I do wonder if fussy eating has a genetic basis. I was a very fussy eater as a child and my parents despaired. However, they've said DD is worse than I ever was & I was never poorly. I've definitely grown out of it and i have a decent diet now so I don't think she's copying anyone in the house. DD1 eats anything.

Artandco Sat 19-Dec-15 13:16:58

Will she eat porridge/ oatmeal? Very easy to add powders of various sorts hidden in there. Either vitamins or extra nutrients like powdered chia seed

Cb148 Sat 19-Dec-15 23:13:26

My 4 yr old ds sounds very similar. I try to make myself feel better by making sure he has some vitamins. He doesn't like the chewy ones but has the haliborange liquid vitamins quite happily now, on a spoon. It's sold in boots, for ages 3-12 I think & has extra omega added.

BarbarianMum Mon 21-Dec-15 10:01:45

I'd take her to the GP if I were you - this is not so much fussy eating as barely eating which would worry me.

Ds2 has never been much of s drinker and this eventually started causing medical problems. Since then we insist he drinks a certain volume each meal. We built it up and he now finds it easy to comply (was hard going at first). Id be worried about trying this with food though as I'd worry about it causing bigger issues. Stomachs do shrink though so the less she eats the more easily she'll feel full and it can be a bit of a vicious cycle. Have you tried things like long walks/ bike rides? They're good for stimulating appetite.

Luna9 Mon 21-Dec-15 23:22:56

I use probiotics for kids called Optibac; I also use the well kids vitamin from vitabiotics. I use manuka honey 15 or 18 plus and sambucol when they are coming with a cold. They have also had cranial ostheopathy for reflux and other digestive issues.

Gileswithachainsaw Mon 21-Dec-15 23:25:22

is it possible she's "self medicating"

some foods make her feel funny/a bit ill?

I think I'd take her to the Dr get a few things ruled out.

sounds very stressful flowers

Pythonesque Tue 22-Dec-15 07:22:26

I have always felt the main hereditary component of fussy eating is to do with the parents' reaction to it. So what your expectations of eating are or aren't, and most critically what alternatives you do or don't offer when a child starts refusing to eat things.

However, the child who just doesn't eat is very very hard to handle without finding yourself going down a route of trying to work out what you can offer that they will eat. Which can reinforce fussy behaviours.

I absolutely agree with above posters in encouraging you to talk this one through with your GP. Sort out what medical issues there may or may not be first, and get them managed. Don't be afraid to ask for help with anything treatable that turns up.

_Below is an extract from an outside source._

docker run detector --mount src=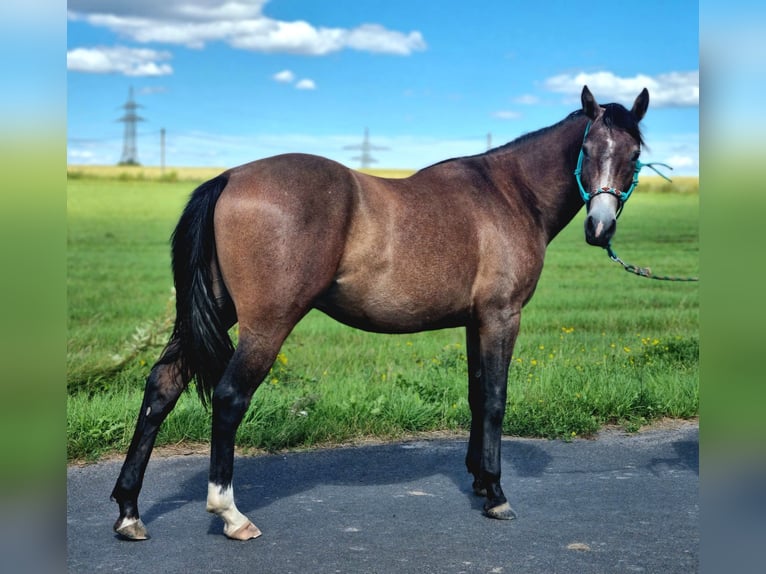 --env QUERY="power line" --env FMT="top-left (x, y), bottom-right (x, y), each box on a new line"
top-left (117, 86), bottom-right (145, 165)
top-left (343, 128), bottom-right (389, 168)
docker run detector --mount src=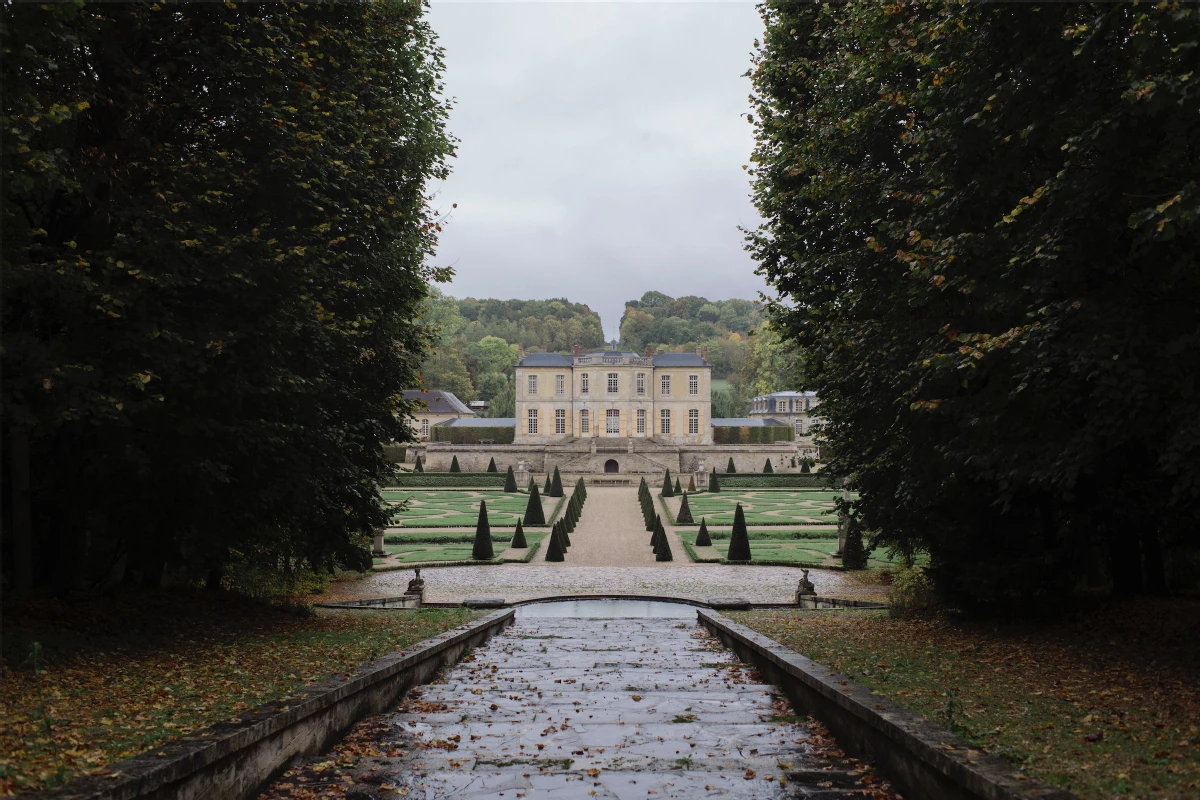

Once you know that she is otherwise fine (and/or things are sorted out to that point) then I think trying to have a relaxed approach to what she eats while continuing to offer realistic and balanced options, may be your best option. Rules about trying new / different foods are useful to establish - for instance have at least one mouthful of something before leaving it, or you must eat some of everything before you eat your potatoes, or new foods must be tried at least 3 (or 5 or whatever) times before you can say you don't like them. Have a think about which would fit your situation and child, but keep it straightforward and be matter of fact implementing them once the time is right.

Best wishes.

JonSnowKnowsNowt Tue 22-Dec-15 07:33:45

aSk for a coeliac test - my DC had similae issues and that. Was the causes

ToddlerTantrums Tue 22-Dec-15 08:23:27

As much as I hate to say it eating disorders aren't unheard of in children even that young.
I would take her to the GP and get her checked over. What does she eat on a normal day?

cestlavielife Tue 22-Dec-15 23:32:55

Fussy eater and turned out to be Coeliac here too.
Do a food diary for a week and recOrd every thing she eats and quantities.
If she pale and sickly basic blood tests and coeliac screen.